En otro despacho, se enfrentan al drama de una familia desahuciada. El padre, en paro desde hace meses, no puede hacer frente al pago del alquiler. La madre, con problemas de salud mental, no puede trabajar. Los niños, pequeños y desorientados, no entienden por qué tienen que abandonar su hogar. El trabajador social intenta negociar con el banco, buscar una alternativa habitacional, pero las puertas se cierran una tras otra. La desesperación se palpa en el ambiente, y la amenaza de la calle se cierne sobre la familia como una espada de Damocles.

La jornada laboral termina, pero los problemas no desaparecen. Los trabajadores sociales abandonan el centro con la cabeza llena de historias, de rostros, de necesidades insatisfechas. La frustración y la impotencia se mezclan con el cansancio acumulado. Saben que al día siguiente volverán a enfrentarse a la misma realidad, a la misma avalancha de demandas, a la misma sensación de estar achicando agua en un barco que se hunde.

La falta de coordinación entre los servicios sociales y la sanidad pública es un obstáculo más en el camino hacia la recuperación. Si el médico de cabecera tuviera acceso a la historia social de la paciente, que incluye episodios de violencia de género, intento de autolesión y un historial de depresión, podría comprender mejor su situación y ofrecerle una atención más integral, derivándola a salud mental, por ejemplo. Pero la realidad es que los sistemas de información de ambos servicios funcionan de forma aislada, como compartimentos estancos que impiden una visión global de la persona. Un estudio del Observatorio de Salud de la Mujer reveló que solo el 30% de los centros de salud tiene acceso a la información social de sus pacientes.

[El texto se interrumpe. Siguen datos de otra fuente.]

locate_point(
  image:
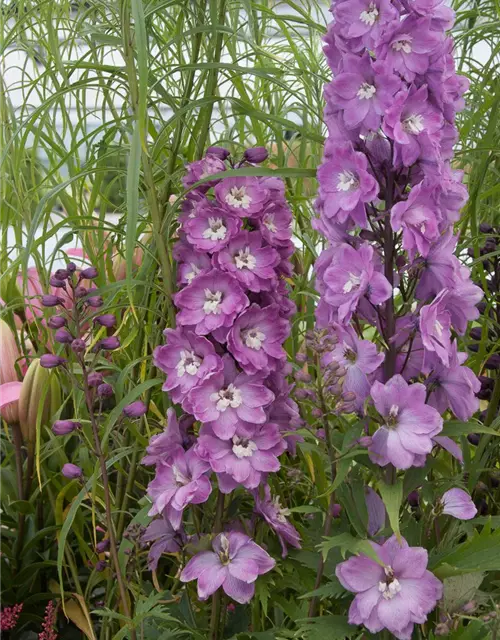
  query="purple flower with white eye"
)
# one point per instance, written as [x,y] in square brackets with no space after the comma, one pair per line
[211,301]
[435,328]
[276,517]
[246,457]
[458,503]
[366,19]
[409,424]
[210,228]
[165,539]
[409,48]
[395,594]
[225,400]
[177,483]
[243,196]
[191,263]
[256,338]
[360,358]
[249,262]
[234,564]
[417,217]
[414,125]
[353,275]
[346,185]
[187,359]
[365,90]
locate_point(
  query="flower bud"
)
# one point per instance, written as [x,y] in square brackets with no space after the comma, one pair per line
[135,409]
[57,322]
[89,274]
[71,471]
[255,155]
[63,336]
[106,320]
[50,300]
[63,427]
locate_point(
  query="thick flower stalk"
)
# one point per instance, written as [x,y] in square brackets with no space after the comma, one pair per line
[226,368]
[388,199]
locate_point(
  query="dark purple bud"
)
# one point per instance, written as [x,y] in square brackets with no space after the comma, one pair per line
[63,336]
[135,409]
[105,390]
[55,282]
[50,361]
[89,274]
[71,471]
[50,300]
[109,344]
[95,302]
[255,155]
[95,378]
[56,322]
[102,546]
[78,345]
[63,427]
[106,320]
[218,152]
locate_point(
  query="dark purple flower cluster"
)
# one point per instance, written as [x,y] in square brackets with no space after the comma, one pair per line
[225,362]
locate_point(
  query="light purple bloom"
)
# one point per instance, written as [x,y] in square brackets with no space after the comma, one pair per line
[409,423]
[243,196]
[249,262]
[346,185]
[256,338]
[395,595]
[352,275]
[246,457]
[177,483]
[187,359]
[458,503]
[211,301]
[228,399]
[234,564]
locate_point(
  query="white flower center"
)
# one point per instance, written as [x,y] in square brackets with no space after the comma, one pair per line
[414,124]
[243,448]
[403,45]
[212,302]
[353,283]
[245,260]
[366,91]
[228,397]
[391,586]
[369,16]
[347,181]
[189,363]
[238,198]
[253,338]
[216,229]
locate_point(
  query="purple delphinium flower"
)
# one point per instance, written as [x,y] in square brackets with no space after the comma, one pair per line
[249,262]
[178,483]
[234,564]
[228,399]
[187,359]
[352,275]
[243,196]
[256,338]
[395,594]
[458,503]
[246,457]
[346,185]
[409,423]
[276,517]
[211,301]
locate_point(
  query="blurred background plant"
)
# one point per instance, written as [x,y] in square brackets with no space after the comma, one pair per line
[101,106]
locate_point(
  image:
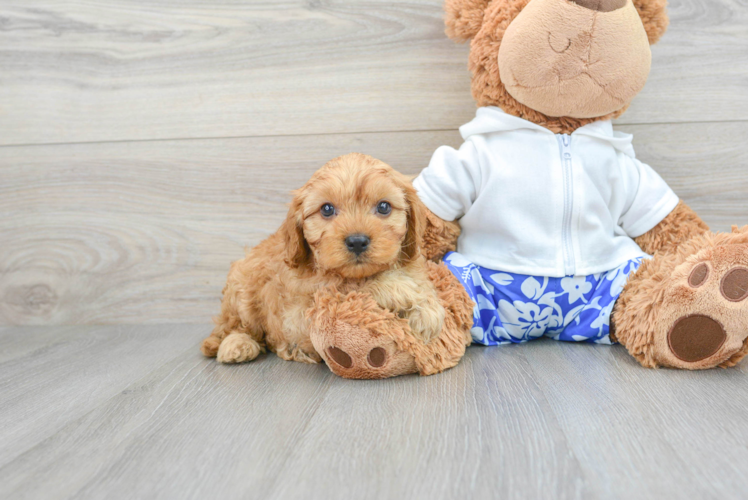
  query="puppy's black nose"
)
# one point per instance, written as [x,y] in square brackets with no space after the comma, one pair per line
[357,243]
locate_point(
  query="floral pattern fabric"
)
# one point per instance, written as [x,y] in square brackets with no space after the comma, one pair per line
[514,308]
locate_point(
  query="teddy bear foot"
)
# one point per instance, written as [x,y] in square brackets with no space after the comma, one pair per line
[356,338]
[700,318]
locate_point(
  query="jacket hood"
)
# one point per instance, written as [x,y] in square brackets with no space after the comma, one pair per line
[490,119]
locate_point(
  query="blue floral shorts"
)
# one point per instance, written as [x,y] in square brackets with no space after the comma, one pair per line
[513,308]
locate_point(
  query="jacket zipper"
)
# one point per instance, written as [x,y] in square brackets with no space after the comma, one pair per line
[568,247]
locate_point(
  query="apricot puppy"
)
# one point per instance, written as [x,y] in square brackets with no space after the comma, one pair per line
[355,226]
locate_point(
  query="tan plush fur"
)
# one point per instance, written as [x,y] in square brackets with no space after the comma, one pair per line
[486,23]
[661,295]
[269,292]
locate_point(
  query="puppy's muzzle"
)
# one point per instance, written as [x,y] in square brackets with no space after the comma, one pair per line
[357,243]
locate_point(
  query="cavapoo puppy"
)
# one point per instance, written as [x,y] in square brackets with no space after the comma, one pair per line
[355,226]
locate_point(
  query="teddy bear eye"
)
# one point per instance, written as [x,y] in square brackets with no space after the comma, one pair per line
[384,208]
[327,210]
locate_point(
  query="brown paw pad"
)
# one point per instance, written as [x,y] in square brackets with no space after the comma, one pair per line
[340,357]
[734,286]
[696,337]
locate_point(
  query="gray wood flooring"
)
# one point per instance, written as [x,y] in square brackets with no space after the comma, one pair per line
[136,412]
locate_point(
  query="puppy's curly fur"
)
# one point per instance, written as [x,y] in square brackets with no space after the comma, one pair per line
[269,292]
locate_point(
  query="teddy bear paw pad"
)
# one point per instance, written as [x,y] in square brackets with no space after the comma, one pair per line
[705,320]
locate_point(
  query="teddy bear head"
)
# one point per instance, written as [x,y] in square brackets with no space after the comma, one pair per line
[558,63]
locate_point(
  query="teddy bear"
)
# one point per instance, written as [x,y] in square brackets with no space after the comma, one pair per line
[564,232]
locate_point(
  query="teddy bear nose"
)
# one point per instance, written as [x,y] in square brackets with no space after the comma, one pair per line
[601,5]
[357,243]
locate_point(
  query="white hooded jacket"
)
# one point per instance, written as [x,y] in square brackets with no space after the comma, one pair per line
[543,204]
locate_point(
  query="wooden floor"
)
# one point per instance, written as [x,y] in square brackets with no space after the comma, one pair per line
[136,412]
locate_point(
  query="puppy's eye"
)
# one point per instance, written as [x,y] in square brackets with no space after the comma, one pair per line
[327,210]
[384,208]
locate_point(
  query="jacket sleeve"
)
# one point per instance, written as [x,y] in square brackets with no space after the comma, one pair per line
[450,184]
[648,197]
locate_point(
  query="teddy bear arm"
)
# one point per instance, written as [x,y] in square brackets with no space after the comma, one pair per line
[439,237]
[679,226]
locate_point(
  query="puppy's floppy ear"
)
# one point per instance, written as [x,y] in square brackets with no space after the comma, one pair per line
[298,252]
[464,18]
[413,242]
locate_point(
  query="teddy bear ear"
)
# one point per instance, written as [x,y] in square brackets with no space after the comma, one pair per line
[463,18]
[654,17]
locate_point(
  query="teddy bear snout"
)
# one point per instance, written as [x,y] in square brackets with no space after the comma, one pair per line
[601,5]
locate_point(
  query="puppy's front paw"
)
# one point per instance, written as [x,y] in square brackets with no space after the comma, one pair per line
[238,348]
[426,323]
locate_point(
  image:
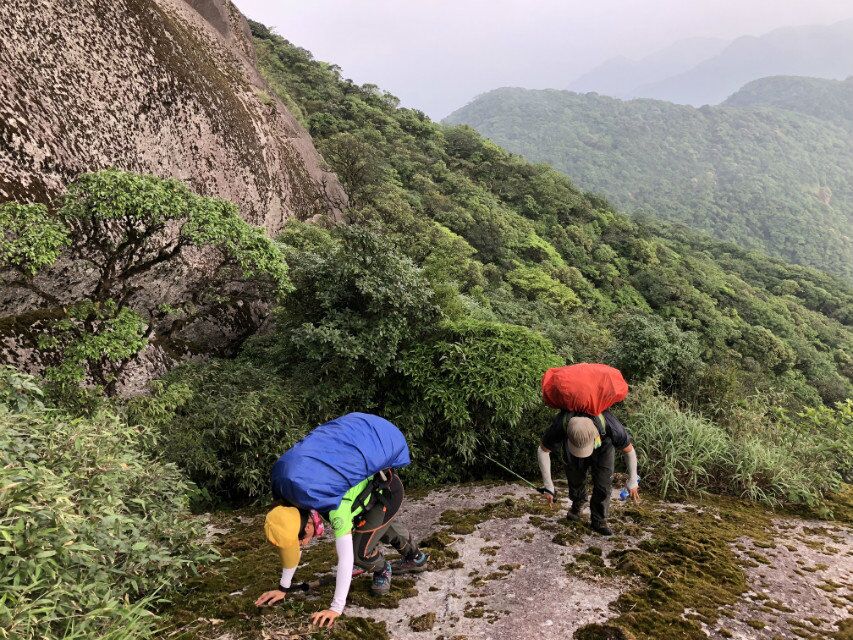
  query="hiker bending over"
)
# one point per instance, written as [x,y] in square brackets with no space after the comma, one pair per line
[322,471]
[589,444]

Según datos del Defensor del Pueblo, el tiempo medio de espera para una primera consulta de salud mental en el Estado es de 83 días. Mientras tanto, su estado empeora, lo que repercute en el bienestar de toda la familia, aumentando el riesgo de conflictos, abandono y dificultades en el cuidado de los menores. El trabajador social se ve obligado a hacer de psicólogo, de mediador, de gestor de recursos, a suplir las carencias de un sistema que no da abasto. La falta de inversión en salud mental es una deuda pendiente de nuestra sociedad, un problema que se agrava en el ámbito municipal, donde los recursos son más limitados. El gasto público en salud mental estatal es del 5,5% del total del gasto sanitario, muy por debajo de la media europea del 10%.

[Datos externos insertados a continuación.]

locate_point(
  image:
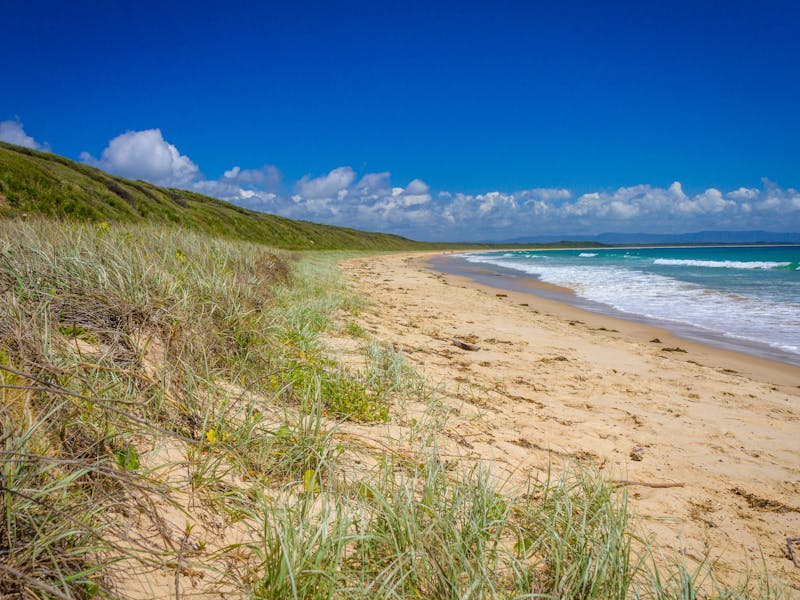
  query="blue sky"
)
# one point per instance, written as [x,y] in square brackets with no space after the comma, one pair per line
[438,120]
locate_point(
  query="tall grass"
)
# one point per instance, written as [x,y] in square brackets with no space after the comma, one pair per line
[167,403]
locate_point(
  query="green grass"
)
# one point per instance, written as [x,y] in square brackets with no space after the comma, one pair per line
[36,183]
[168,404]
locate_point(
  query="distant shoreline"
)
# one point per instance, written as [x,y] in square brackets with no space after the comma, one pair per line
[507,279]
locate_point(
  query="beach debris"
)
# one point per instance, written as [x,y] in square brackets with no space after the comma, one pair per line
[637,453]
[465,345]
[793,544]
[652,484]
[554,358]
[754,501]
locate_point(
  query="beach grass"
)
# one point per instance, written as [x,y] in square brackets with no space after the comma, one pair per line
[174,421]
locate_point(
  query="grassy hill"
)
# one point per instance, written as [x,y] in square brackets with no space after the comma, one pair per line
[34,182]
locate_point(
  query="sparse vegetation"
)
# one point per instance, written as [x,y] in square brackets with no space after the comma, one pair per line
[171,417]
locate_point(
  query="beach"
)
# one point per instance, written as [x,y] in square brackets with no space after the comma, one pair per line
[706,441]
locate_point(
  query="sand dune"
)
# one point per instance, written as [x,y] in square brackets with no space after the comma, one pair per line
[709,440]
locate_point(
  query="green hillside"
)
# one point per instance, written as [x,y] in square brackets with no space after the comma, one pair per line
[34,182]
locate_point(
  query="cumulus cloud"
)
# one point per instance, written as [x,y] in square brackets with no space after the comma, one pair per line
[145,155]
[326,187]
[372,201]
[13,132]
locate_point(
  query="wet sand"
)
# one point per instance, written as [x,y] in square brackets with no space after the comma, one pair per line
[709,438]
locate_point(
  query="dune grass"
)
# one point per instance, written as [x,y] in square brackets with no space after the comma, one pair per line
[172,420]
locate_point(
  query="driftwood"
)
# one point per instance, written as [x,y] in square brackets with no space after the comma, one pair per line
[465,345]
[626,482]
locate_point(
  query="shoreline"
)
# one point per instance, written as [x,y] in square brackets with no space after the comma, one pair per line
[511,280]
[553,383]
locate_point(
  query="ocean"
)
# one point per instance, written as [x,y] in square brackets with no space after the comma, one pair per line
[743,298]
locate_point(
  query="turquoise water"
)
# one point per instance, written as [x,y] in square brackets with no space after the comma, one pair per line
[747,294]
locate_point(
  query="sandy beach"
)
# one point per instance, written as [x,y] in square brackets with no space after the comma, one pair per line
[707,440]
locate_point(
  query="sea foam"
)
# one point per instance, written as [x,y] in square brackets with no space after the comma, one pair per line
[721,264]
[663,298]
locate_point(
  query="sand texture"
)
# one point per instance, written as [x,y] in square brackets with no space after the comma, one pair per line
[713,435]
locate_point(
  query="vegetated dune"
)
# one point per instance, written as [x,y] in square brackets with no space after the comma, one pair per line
[185,415]
[37,183]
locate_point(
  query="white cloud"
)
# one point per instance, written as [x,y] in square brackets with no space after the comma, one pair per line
[13,132]
[145,155]
[328,186]
[374,202]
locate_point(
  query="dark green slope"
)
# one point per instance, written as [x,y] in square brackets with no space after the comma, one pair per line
[34,182]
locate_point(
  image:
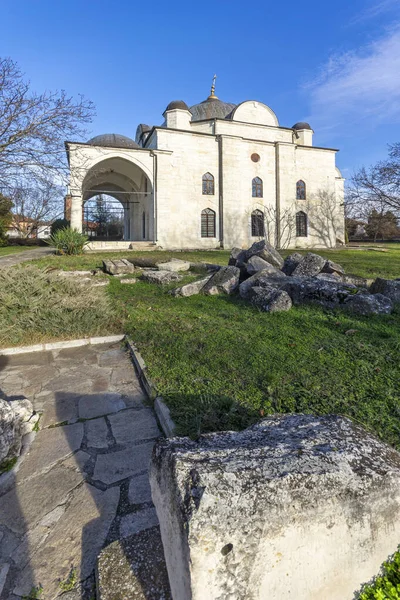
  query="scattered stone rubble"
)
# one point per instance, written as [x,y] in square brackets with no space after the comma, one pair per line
[296,506]
[270,283]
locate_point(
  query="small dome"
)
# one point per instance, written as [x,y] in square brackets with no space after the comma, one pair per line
[177,104]
[113,140]
[212,108]
[301,125]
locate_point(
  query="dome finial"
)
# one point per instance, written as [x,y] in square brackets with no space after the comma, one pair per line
[212,96]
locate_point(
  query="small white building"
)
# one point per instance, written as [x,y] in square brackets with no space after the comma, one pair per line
[214,175]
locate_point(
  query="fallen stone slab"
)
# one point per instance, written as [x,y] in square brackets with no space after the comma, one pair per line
[388,287]
[225,281]
[264,278]
[368,304]
[161,277]
[118,266]
[264,250]
[270,300]
[261,513]
[291,263]
[256,264]
[134,568]
[175,265]
[332,267]
[311,264]
[191,289]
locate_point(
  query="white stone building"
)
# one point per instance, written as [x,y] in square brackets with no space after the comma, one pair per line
[213,175]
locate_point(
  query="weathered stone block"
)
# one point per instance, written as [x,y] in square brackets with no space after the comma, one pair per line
[311,264]
[297,506]
[388,287]
[161,277]
[226,280]
[174,265]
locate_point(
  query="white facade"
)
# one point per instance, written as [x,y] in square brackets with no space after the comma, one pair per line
[159,179]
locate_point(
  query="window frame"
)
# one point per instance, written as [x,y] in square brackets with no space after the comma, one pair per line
[301,224]
[257,187]
[208,223]
[208,184]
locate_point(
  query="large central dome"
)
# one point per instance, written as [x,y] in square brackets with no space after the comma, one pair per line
[212,108]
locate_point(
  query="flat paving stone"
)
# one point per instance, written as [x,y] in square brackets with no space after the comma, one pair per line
[24,506]
[139,489]
[134,569]
[133,425]
[116,466]
[97,405]
[74,543]
[135,522]
[49,447]
[96,433]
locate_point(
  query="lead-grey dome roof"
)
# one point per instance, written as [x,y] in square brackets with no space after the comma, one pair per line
[212,108]
[113,140]
[301,125]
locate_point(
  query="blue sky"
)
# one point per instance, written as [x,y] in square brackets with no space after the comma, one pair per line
[335,64]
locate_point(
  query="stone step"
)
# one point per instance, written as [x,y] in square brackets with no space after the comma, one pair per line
[134,568]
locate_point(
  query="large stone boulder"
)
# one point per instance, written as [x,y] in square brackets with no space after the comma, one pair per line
[264,250]
[17,418]
[256,264]
[270,299]
[311,264]
[264,278]
[225,281]
[388,287]
[161,277]
[291,263]
[175,265]
[118,266]
[296,507]
[368,304]
[191,289]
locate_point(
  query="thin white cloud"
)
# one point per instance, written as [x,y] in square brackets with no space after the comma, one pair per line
[358,88]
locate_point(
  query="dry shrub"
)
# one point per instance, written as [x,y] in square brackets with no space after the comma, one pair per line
[36,305]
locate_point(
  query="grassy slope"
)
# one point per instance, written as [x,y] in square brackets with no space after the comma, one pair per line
[6,250]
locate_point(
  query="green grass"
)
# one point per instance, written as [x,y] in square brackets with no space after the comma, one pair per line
[6,250]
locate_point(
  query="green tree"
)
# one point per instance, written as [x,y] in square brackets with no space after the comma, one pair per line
[5,217]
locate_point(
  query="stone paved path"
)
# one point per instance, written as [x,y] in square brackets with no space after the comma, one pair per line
[15,259]
[83,484]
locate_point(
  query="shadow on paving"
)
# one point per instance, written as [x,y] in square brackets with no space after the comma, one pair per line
[84,486]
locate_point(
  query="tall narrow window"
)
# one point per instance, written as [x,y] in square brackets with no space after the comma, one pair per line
[300,190]
[301,224]
[207,223]
[257,224]
[257,188]
[208,184]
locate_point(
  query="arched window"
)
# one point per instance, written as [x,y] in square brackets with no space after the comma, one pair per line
[208,184]
[257,224]
[300,190]
[207,223]
[257,187]
[301,224]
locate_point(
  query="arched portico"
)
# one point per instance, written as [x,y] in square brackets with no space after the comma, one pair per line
[127,182]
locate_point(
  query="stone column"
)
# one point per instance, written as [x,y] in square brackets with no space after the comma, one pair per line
[76,213]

Los servicios sociales municipales son la primera línea de defensa frente a la exclusión social. Son la red que sostiene a las personas más vulnerables, la mano que les ayuda a levantarse cuando tropiezan. Pero esa red está deshilachada, amenazada por la falta de recursos, la burocracia asfixiante y la indiferencia de una sociedad que mira hacia otro lado. Es necesario un cambio de rumbo, una apuesta decidida por la justicia social. Más inversión, más personal, más medios. Y sobre todo, una mirada compasiva que reconozca la dignidad de cada persona, más allá de su situación social o económica.

El futuro de nuestra sociedad depende de ello.